Catastrophic forgetting and sequential learning

Thu Dec 15 14:28:01 EST 1994

Below I have indicated a number of references on current work on the
problem of sequential learning in connectionist networks.  All of these
papers address the problem of catastrophic interference, which may
result when a previously trained connectionist network attempts to
learn new patterns.
   The following commented list is by no means complete.  In
particular, no mention is made of convolution-correlation models with
their associated connectionist networks.  Nonetheless, I hope it
might prove to be a useful introduction to people interested in
knowing a bit more about the subject.

				Bob French
                                french at cogsci.indiana.edu

----------------------------------------------------------------------------

                   Recent Work in Catastrophic Interference 
                          in Connectionist Networks

The two papers that really kicked off research in this area were:

McCloskey, M. & Cohen, N. (1989)  "Catastrophic interference in connections
	networks: the sequential learning problem" The Psychology of 
	Learning and Motivation, 24, 109-165.

Ratcliff, R (1990) "Connectionist models of recognition memory: constraints
	imposed by learning and forgetting functions" Psychological Review,
	97, 285-308

Hetherington and Seidenberg very early suggested an Ebbinghaus-like
"savings" measure of catastrophic interference and, based on this,
they concluded that catastrophic interference wasn't really as much of
a problem as had been thought. While the problem has, in fact, been
subsequently confirmed to be quite serious, the "savings" measure they
proposed is still widely used to measure the extent of forgetting.

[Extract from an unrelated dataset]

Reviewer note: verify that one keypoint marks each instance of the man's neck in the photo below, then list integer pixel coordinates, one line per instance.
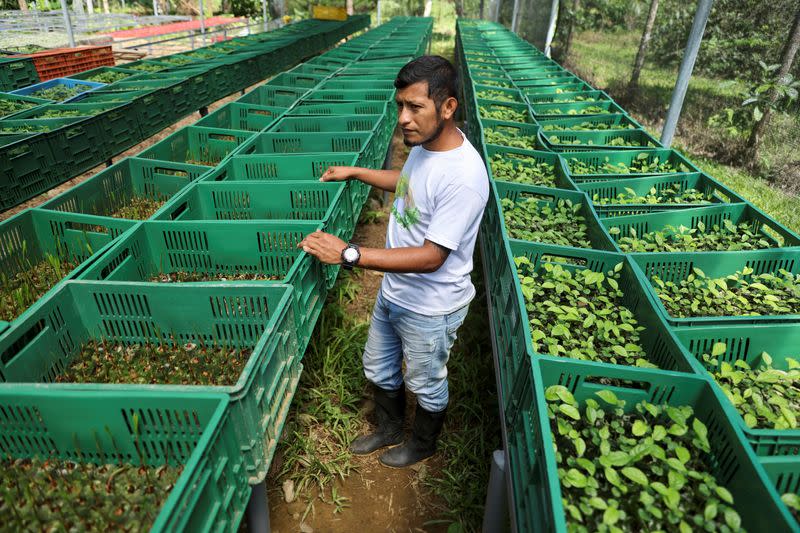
(449, 139)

Hetherington, P.. & Seidenberg, M. (1989) "Is there 'catastrophic
	interference' in connectionist networks?"  Proceedings of the
	11th Annual Conference of the Cognitive Science Society. 
	Hillsdale, NJ: Erlbaum, 26-33.

Kortge was one of the first to propose a solution to this problem,
using what he called "novelty vectors".

Kortge, C. (1990) "Episodic Memory in Connectionist Networks" Proceedings 
	of the 12th Annual Conference of the Cognitive Science Society. 
	Hillsdale, NJ: Erlbaum, 764-771

Sloman and Rumelhart also developed a technique called "episodic gating"
designed to reduce the severity of the problem.

Sloman, S. & Rumelhart, D., (1991) "Reducing interference in distributed
	memories through episodic gating" In Healy, Kosslyn, & Shiffrin (eds.)
	Essays in Honor of W. K. Estes.

In 1991 French suggested that catastrophic interference might be the 
inevitable price you pay for the advantages of fully distributed
representations (in particular, generalization).  He suggested a way
of dynamically producing "semi-distributed" hidden-layer
representations to reduce the effect of catastrophic interference.

French, R. (1991) "Using semi-distributed representations to overcome 
	catastrophic forgetting in connectionist networks" in Proceedings 
	of the 13th Annual Conference of the Cognitive Science Society. 
	Hillsdale, NJ: Erlbaum, 173-178.

A more detailed article presenting the same techique, called
activation sharpening, appeared in Connection Science.

French, R. (1992) "Semi-distributed Representations and Catastrophic
	Forgetting in Connectionist Networks", Connection Science,
	Vol. 4: 365-377.

In a more recent paper (1994), French presented a technique called
context biasing, which again dynamically "massages" hidden layer
representations based on the "context" of other recently learned
exemplars.  The goal of this technique is to produce hidden-layer
representations that are simultaneously well distributed and
orthogonal.

French, R. (1994) "Dynamically constraining connectionist networks to
	produce distributed, orthogonal representations to reduce
	catastrophic interference" in Proceedings of the 16th Annual 
	Conference of the Cognitive Science Society. Hillsdale, NJ: 
	Erlbaum, 335-340

Finally, still in this vein, French proposed (1993) at the NIPS-93
workshop on catastrophic interference a dynamic system of two
interacting networks working in tandem, one storing prototypes, the
other doing short-term learning of new exemplars. For a "real brain"
justification for this type of architecture see McClelland,
McNaughton, and O'Reilly (1994), below.  (A full paper on this tandem
network architecture will be available at the beginning of next year.)
This technique is discussed very briefly in:

French, R. (1994) "Catastrophic interference in connectionist networks:
	Can it be predicted, can it be prevented?" Neural Information
	Processing Systems - 6, Cowan, Tesauro, Alspector (eds.) 
	San Francisco, CA: Morgan Kaufmann. 1176-1177.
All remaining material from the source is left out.